Shell Ridge Open Space
(Actually Diablo Foothills Regional Park)
Date: (Sun.) Mar. 4, 2018
Location: Walnut Creek, CA
Course Setter: François Léonard
Type: B; Full-featured, seven-course event for beginners through advanced
The Diablo Foothills event is being moved from Saturday, March 3, to Sunday, March 4.
Course Setter's Notes
By François Leonard
We will be using the cool map made by Bob Cooley, covering an area not often visited. The map is very good, particularly given the rock complexity of the terrain. Updates have been made around the control locations.
The courses are designed to maximize the technical aspect of orienteering for this terrain. Combined with the steepness of the park, this gives more climb than usual, so the courses are on the shorter side to compensate. For your information, the course setter test-ran the Blue course in 69 minutes—this may help you decide which course to tackle.
The Start and Finish are 250 m from the assembly area, with very little climb. All the courses use the same Start and Finish. The start triangle will be where the maps will be handed out, and where the START punch will be located.
There will be water at control locations on all the courses.
The schedule for the event is shown on the main event page. In particular, note that the courses close at 2:00.
Path Closure Due To Erosion
Because of a mud slide, the park has closed a trail and a steep area around it (see pictures at the right, which you can click on to see larger images). We have used the forbidden, pink-X symbol along the trail and in the nearby area to indicate that this trail must not be taken, and the area must be avoided.
We put a control on the White and Yellow courses right at the beginning of the trail to force participants to not keep going on that trail. Runners on the Orange course should also not take the trail, although no control is there for them at the beginning of the trail. Runners on the advanced courses may come to this trail from a perpendicular direction, and want to take the last part of the trail, which is forbidden; we left an open segment on the trail (i.e., no pink Xs) where it is possible to cross the trail and go to a lower trail.
Also, not far from this area, there is a main trail that encounters a fence with a gate (not pictured). This gate is not mapped (and it would be difficult to see on the map if it were), so we added the word "gate" on the map near the location of the gate.
Here is the course information:
Course Length Climb Controls White 2.7 km 150 m 9 Yellow 3.0 km 150 m 11 Orange 3.1 km 250 m 11 Brown 2.7 km 225 m 11 Green 3.6 km 265 m 15 Red 4.2 km 305 m 14 Blue 5.1 km 385 m 25
Note that the course Length is simply the sum of the straight-line distances between controls. Your actual distance will be somewhat longer, and will depend on your route choices (and any errors you make). (One rule of thumb is to think "mi" in place of "km"—for example, on a "2.7 km" course you might end up covering about 2.7 mi.)
Climb is an estimate of the cumulative "up" that would be encountered on the optimum route, with no regard for any "down" along the way.

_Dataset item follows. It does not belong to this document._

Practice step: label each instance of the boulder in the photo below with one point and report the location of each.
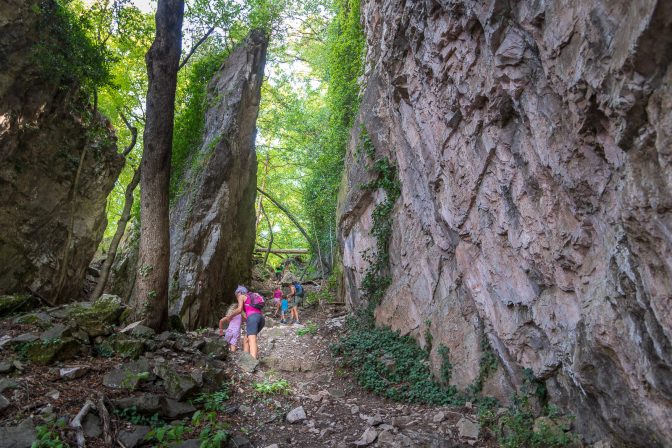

As with course length, the actual climb you encounter will depend on your route choices (and errors).
- The park is steep. There are large rock cliffs that are dangerous. Please be careful. See note below regarding small trails.

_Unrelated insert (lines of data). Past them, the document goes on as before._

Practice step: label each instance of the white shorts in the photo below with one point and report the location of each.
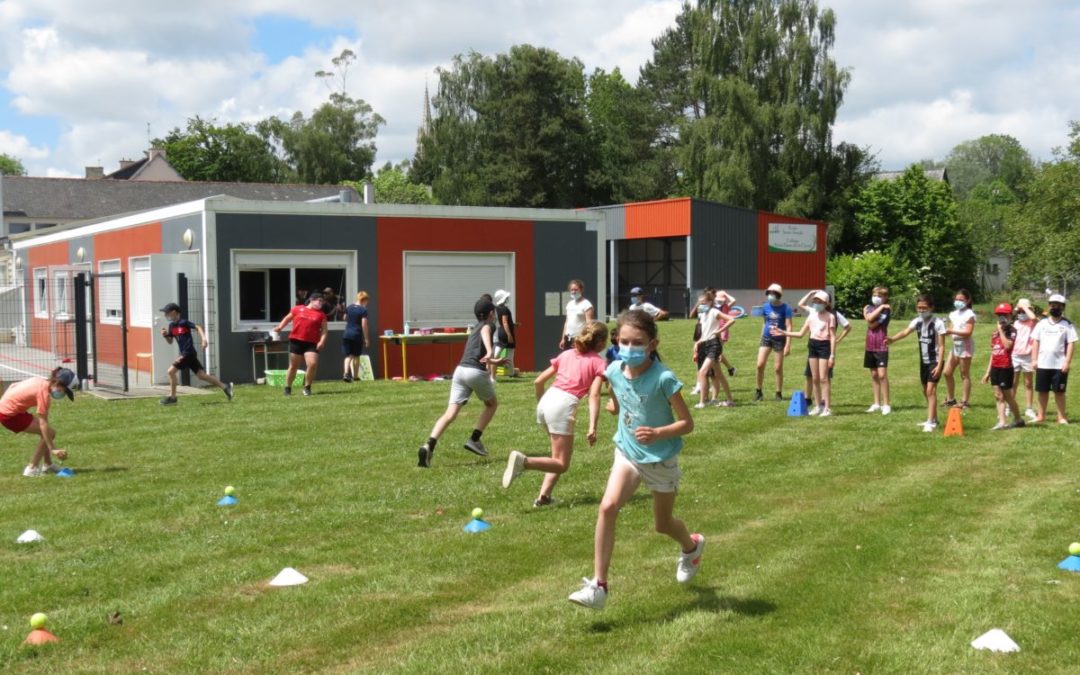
(1023, 363)
(468, 381)
(557, 412)
(659, 477)
(963, 348)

- The maps will be printed at 1:7500 to facilitate reading the details.
- Part of the map has not been field checked. This is indicated by a continuous, pink-line boundary. Some of the controls could be close to this line, so be careful about relying on features past this line.
- There are numerous narrow broken trails. Most are mapped, but some may not be. Due to the steepness of the terrain, these trails can be useful.
- There are many controls close together, sometimes on similar features. Check your control numbers carefully.
- There is some peppered poison oak throughout. At the time of writing (late February) it is mostly ankle-high sticks with some small green leaves. All of the controls can be approached on a line that does not go through poison oak.
- Lone trees are mapped as a white patch, presumably because they have a large enough crown to occupy some area. Fallen trees or tree remnants are mapped with a green ×.
- Rock features require a special discussion:
- It is recommended that you review how boulders, boulder clusters, small cliffs, large cliffs, and bare rock are represented on an orienteering map.
- For example, a small passable cliff is mapped as a solid black line. The length of that line can be very similar to the length of the dashes used to map small trails.
- Did you pay attention to the previous point?
- Another example: A long solid black line represents a cliff. By looking at the contour lines it is usually obvious in what direction the cliff face points. However, in some cases it is possible for the black line to be "cliffy" on both sides.
- Were you awake when you read the last point?
- Boulders can have asymmetric shapes, such that their height appears different depending on which side the boulder is approached. This can be exacerbated if the boulder is on a hillside. For example, one of the control locations is a boulder that is 1 m high on the side where the control is located, and 3 m on the other side. This is indicated as "1×3" in the control description. Other cases are not as extreme, so there we indicated only the one size that seemed most relevant.